There are several things that you need to do to after the software is patched. Following are the list of post-compromise steps that you should follow to recover from this exposure.
Generate New Keys
It is possible that the OpenSSL Heartbleed vulnerability exposed the private key that was being used for the encryption of the SSL sessions. Your organization will likely need to re-generate your RSA key and get new certificates for your TLS site. You will need to revoke the current certificate, generate a new Certificate Signing Request (CSR), then create a new SSL Certificate with your Certificate Authority (CA), and then apply that updated certificate to your SSL/TLS service.
Please don’t assume that after you have patched the software that your exposure has been limited. It is a best practice to assume the worst and go about creating new keys and certificates.
Change Your Passwords
The Heartbleed OpenSSL vulnerability most certainly can expose usernames and passwords from a web service. Therefore, it is vitally important to change any usernames and passwords for the affected sites.

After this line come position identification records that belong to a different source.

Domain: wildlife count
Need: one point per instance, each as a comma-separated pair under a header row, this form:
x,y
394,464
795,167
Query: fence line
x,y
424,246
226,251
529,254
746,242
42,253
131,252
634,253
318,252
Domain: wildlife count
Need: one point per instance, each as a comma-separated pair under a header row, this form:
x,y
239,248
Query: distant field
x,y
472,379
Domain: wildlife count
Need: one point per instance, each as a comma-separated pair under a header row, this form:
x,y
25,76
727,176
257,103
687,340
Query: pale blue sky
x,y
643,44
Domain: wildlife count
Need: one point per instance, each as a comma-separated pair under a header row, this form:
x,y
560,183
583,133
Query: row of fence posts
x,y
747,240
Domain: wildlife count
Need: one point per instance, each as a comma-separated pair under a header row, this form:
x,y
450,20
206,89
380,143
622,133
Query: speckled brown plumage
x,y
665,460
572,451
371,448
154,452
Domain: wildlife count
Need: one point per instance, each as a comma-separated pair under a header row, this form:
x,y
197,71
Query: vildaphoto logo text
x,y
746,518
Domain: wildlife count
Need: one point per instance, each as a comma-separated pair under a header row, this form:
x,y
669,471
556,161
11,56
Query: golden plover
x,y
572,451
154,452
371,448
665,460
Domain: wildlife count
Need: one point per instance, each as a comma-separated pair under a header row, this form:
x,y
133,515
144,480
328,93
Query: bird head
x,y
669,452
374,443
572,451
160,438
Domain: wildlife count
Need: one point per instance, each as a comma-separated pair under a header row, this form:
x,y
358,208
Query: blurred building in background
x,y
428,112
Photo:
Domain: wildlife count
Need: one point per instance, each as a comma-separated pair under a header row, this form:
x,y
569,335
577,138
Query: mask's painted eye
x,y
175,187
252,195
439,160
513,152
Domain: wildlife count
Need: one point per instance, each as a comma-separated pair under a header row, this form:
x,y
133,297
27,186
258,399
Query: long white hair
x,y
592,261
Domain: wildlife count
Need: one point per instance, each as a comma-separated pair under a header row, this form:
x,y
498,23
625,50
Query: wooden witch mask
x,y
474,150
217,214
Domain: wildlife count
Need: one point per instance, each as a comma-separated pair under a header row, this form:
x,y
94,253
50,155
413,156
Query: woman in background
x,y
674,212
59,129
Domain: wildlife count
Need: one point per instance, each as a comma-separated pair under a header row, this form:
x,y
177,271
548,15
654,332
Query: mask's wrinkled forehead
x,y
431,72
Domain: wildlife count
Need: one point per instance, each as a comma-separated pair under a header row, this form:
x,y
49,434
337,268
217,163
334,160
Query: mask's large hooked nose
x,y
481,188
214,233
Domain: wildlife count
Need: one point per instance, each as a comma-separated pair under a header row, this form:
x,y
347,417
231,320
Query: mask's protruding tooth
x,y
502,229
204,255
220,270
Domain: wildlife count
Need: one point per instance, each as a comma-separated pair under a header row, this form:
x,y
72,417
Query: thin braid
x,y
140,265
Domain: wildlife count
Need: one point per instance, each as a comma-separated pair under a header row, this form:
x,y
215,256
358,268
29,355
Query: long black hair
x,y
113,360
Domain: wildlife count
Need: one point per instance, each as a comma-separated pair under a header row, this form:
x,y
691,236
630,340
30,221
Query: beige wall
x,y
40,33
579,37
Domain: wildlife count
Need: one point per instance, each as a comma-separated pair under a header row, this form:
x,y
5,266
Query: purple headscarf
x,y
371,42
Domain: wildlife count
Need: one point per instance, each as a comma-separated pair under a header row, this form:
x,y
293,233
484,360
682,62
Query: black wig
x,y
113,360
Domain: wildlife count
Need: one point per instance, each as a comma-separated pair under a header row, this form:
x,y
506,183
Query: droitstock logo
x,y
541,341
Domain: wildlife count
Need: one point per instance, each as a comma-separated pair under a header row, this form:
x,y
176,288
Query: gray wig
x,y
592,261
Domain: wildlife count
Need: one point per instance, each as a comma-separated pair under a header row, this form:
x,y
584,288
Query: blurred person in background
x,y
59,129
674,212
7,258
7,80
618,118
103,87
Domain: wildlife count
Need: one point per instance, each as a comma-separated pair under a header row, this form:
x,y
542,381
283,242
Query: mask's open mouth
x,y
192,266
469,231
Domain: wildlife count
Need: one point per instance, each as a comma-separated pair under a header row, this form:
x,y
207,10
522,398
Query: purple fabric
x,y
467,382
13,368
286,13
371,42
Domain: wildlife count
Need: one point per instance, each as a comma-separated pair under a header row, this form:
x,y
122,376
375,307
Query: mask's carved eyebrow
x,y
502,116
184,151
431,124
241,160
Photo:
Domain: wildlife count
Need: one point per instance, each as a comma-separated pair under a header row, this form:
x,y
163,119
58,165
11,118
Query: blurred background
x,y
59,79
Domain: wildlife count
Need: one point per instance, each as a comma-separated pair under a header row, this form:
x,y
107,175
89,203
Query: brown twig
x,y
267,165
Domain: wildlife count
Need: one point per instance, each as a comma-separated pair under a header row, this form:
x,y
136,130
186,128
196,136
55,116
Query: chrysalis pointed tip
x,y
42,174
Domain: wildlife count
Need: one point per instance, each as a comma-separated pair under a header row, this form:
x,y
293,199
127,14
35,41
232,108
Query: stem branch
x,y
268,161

As previously mentioned, many popular Internet web sites use OpenSSL so the list of sites that you and your users must change your passwords is long. Here is a partial list of the more popular web sites that have patched their OpenSSL systems and generated new keys.
- Amazon Web Services (AWS)
- Google, Gmail
This page has a pretty comprehensive list of popular sites and if you need to change your password.
Notify Users and Customers
If you operate a web site that used a vulnerable OpenSSL implementation then you need to notify your users and have them change their passwords after you have patched your site and changed the key. It is recommended not to have users start to change their passwords until after the web service has been secured.
In the near future, more information will become available about this vulnerability. Therefore, it is important to keep up on information revealed about other similar vulnerabilities in other software that may be coming out in the coming days, weeks, and months. As security researchers and vendors work to improve the security of their products and services we should be patient and make sure that we are doing our part to keep our systems patched, keep our users aware of the risks, and communicate about the issues and how to protect, detect, and correct the problems quickly.